Saturday, 15 August 2009

The tale of Numbo the Elephant and the long neck tribe

Friday evening saw us at the Night Bazaar (Bizare more like) Endless market stalls selling crafts, copies of designer clothes, food etc etc.. Everyone hawking their wares offering to make good price. Problem is with back packing we are limited on space to start buying lots of things.

We stopped at a seafood place in market and had the best food yet. Squid in thai basil leaves and seaford red thai curry and fried rice with fresh crab meat and deliciously comforting fat shiny soft thai noodles in a beautiful sauce with chicken and all washed down with Singha beer (Thailand's favourite allegedly) A short tuk tuk ride back to our area and we discovered a group of young guys playing the most incredible game of skill you have ever seen. A net with three hole in it (Sort of hoops) dangling about 20 feet off the ground and then a team of about 8 chaps who were trying to score using a hard plastic ball about 8 inches diameter. The were allowed to kick or shoulder or head the ball but not use arms or hands. Really cool to watch.

Did I mention that on Weds night the Queen had her birthday and it is a huge national event? We ended up joining in with that ceremony holding lit candles during the national anthem (a jolly ditty which goes on for about 20 mins)

Anyhow.... Saturday! An early start as we were picked up by our guide Q (Yes that's his name) at 8am. We were driven for about an hour and half into the mountains and into the jungle to Chiang Dao and the elephant camp there. Here we watched the mahouts taking their elephants into th river for a nice bath. It was fantastic and I cannot believe I ould ever see such things personally. There followed a show wher the mahouyts and elephants showed off their skills including the els painting pictures!!! We weren't too sure this was good for th animals but they used to be trained for moving teak logs around so I guess at least this keeps them useful and not left for poachers or completely abandoned.

Next up we were taken on a bamboo raft for an hour trip down the river. Amazing to see all thes little huts and people living along the river in the jungle (many had elephants in tall bamboo structures to house them) Simon had a go at rafting and after a promising start soon reverted to his early punting skills and took us hurtling towards the river bank and over hanging trees.

Apparently the river eventually flows all the way to BK.. so the boatman kpt making the increasingly lame joke that he would take us Bangkok only 100 baht. (I think it was the only english he knew)

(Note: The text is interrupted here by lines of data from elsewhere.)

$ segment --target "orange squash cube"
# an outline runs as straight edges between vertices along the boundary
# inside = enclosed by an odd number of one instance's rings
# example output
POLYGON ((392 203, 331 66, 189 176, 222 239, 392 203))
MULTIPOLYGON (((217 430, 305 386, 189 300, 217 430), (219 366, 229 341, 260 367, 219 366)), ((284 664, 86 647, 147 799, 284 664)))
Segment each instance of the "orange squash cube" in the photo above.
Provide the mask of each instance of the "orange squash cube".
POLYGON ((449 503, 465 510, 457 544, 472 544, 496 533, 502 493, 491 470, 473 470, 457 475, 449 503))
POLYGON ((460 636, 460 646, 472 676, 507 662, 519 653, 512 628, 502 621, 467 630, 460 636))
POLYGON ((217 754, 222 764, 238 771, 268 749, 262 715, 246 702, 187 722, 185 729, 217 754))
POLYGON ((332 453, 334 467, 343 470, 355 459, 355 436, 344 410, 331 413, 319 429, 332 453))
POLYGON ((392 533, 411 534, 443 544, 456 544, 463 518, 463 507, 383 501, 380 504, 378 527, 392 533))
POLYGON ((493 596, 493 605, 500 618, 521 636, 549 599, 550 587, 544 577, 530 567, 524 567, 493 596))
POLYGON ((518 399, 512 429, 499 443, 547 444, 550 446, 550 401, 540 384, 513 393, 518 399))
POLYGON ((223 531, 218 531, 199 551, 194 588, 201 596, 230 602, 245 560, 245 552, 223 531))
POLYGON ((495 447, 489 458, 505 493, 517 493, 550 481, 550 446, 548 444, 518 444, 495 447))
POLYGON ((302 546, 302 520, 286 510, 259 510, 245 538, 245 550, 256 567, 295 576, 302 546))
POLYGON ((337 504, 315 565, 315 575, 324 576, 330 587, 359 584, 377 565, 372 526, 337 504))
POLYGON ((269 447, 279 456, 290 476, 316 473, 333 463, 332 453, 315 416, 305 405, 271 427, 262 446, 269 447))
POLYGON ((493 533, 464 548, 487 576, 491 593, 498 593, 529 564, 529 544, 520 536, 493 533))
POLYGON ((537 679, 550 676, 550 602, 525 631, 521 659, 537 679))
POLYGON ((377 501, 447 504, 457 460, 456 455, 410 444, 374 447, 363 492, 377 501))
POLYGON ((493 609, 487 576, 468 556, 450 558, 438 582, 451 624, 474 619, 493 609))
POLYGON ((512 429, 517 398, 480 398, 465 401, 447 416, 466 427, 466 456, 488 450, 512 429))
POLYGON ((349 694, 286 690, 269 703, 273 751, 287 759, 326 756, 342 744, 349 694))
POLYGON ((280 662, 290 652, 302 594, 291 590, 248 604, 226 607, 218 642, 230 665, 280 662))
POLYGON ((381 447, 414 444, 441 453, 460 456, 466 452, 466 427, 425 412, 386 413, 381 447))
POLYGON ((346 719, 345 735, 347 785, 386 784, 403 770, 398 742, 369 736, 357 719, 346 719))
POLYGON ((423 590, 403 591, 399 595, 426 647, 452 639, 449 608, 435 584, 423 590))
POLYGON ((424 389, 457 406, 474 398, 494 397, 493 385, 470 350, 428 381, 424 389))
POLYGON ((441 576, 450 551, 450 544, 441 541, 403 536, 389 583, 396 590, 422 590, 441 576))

After a buffet lunch where we ate too much and had a couple of beers (a very short sighted move considering what came next) we were then taken up on to a bamboo platform and promptly told to stand on an elephant's head and sit in th little seat they had thoughtfully strapped, somewhat precariously I thought, on the elephant's back. A mahout sat straddled on the elephant's head with his feet behind the ears and off we went. Within seconds we wer regretting our lunch time greed as the elephant careful;ly tiptoed down the steep river bank into the river causing a stomach clenching forward lurch for us. What followed was a 45 minute elephant trek up the side of a mountail through the jungle. It was absolutely awesome and I kept thinking oh my god Ellie would love this! Our elephant was calld Numbo and we had thoughtfully brought along a bunch on bananas and a bunch of suger cane so that every so oftn when he felt a little short on energy he would stop and trumpet, sticking his trunk back so we could lean forward and hand him a banana. What was incredible was how quiet these animals were as the single filed through the trees. The old saying you sound like a herd of elephants is obviously not very true. At one point our mahout got off Numbo to talk to a villager we passed and let Numbo carry on without him - so we felt like the real deal driving along on an elephant all by ourselves.

After a final trip back through a particularly deep bit of the river we dismounted and continued the journey back to camp on the back of a cart driven by a couple of ox.

Finally the day ended with a trip to a village to meet a hill tribe called the long necks. A strange burmese tribe who believed they had been cursed yars before to be food for tigers and to that end the women from about the age of 5 start putting metal loops around their necks. What happens is th weight from the loops pushes down their collar bones so making their necks look longer. I asked Q why the men felt they were immune from this threat of tigers and didn't have the loops and he shrugged and said I guess they can run faster! (Typical)

Anyway long post here sorry. Also sorry because this keyboard has a dodgey E so if you see typos with e's missing apologies.